自分は作り笑いでかえした。その頃は作り笑いが得意になっていたから。
彼からは自分が楽しそうだと見えていたようだ。本当はそんなことないのに。
だからなのか、何度も話しかけられた。
正直、鬱陶しかった。
今振り返ると、笑っている人が嫌いだったんだろう。
笑顔で話しかけられても、早く離れてくれるように、笑って話をそらし、ウソをついた。
彼は気づかず、連絡先を求め、早くその場を逃げたかった自分は教えて帰った。
連絡があっても、出なければいいだけだから。
そのうち、諦めるだろうし、もう会う事もない。
6
少し体が軽い。
それに心も軽い。
心と体がつながっているって話は本当なんだなと、思う。
なんだ。
ただ感じた事を感じきる事は悪いことではないんだ。
自分は自分の感情が煩わしくて、こんなの無かったら、もっと物事は簡単に見れるし、トラブルや問題は簡単に解決する、自分はそれを望んでいた。そうなりたかった。
もっともっと感情をなくせば、機械のようになれば、前にどんどん進める、個人的な感情は邪魔なだけ・・・そう思っていた。相手にもそれを求めていた。

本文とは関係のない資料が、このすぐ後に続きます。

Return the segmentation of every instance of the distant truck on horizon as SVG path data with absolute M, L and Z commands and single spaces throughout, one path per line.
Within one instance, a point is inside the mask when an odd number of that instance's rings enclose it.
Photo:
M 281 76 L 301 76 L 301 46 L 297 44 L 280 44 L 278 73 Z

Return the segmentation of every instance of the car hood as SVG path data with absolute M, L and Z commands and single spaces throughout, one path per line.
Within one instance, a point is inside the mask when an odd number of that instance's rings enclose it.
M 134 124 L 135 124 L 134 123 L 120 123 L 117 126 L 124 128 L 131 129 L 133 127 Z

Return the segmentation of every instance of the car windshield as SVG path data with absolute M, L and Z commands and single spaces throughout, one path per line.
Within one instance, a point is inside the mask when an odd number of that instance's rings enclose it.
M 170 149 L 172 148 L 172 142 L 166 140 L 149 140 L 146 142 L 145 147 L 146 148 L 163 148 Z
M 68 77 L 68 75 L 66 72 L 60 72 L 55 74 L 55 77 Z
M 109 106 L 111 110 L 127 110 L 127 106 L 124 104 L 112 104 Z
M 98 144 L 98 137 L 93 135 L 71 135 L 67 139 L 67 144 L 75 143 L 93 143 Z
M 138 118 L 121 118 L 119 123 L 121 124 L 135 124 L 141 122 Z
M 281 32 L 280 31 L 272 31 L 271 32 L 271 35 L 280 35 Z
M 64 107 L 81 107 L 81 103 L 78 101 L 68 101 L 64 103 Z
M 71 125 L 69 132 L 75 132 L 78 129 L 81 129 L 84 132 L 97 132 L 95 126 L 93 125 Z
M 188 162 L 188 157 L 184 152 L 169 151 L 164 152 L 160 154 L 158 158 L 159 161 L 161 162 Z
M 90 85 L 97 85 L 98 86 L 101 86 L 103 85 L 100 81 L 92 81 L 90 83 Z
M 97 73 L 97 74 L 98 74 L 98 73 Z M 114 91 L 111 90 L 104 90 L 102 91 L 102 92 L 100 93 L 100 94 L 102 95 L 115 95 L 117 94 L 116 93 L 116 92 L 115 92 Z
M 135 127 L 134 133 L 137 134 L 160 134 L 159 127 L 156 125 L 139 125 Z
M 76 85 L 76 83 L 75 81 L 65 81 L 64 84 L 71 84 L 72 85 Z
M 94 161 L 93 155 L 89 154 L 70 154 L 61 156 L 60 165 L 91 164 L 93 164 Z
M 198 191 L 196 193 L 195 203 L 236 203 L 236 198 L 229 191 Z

けれど、彼は違った。そうじゃない。人間は感情があるから、楽しさや喜び、悲しさ、寂しさ、いろんな事が感じられる。
自分は感じすぎて疲れて、もう嫌になった。
相手の感情も自分の感情も考えて、どうしたら解決できるのか、もう考えたくなくなった。と言っても、彼は、だからといって、すべてをなくすことはできない。いつか無理がくるよ、とそう言った。
実際、無理がきていた。
彼と会うまでは
泣きたくもないのに涙が止まらなくなったり、誰とも会いたくなくなる事が度々あったから。
このまま消えてしまいたい。
そう思ってしまった事もあった。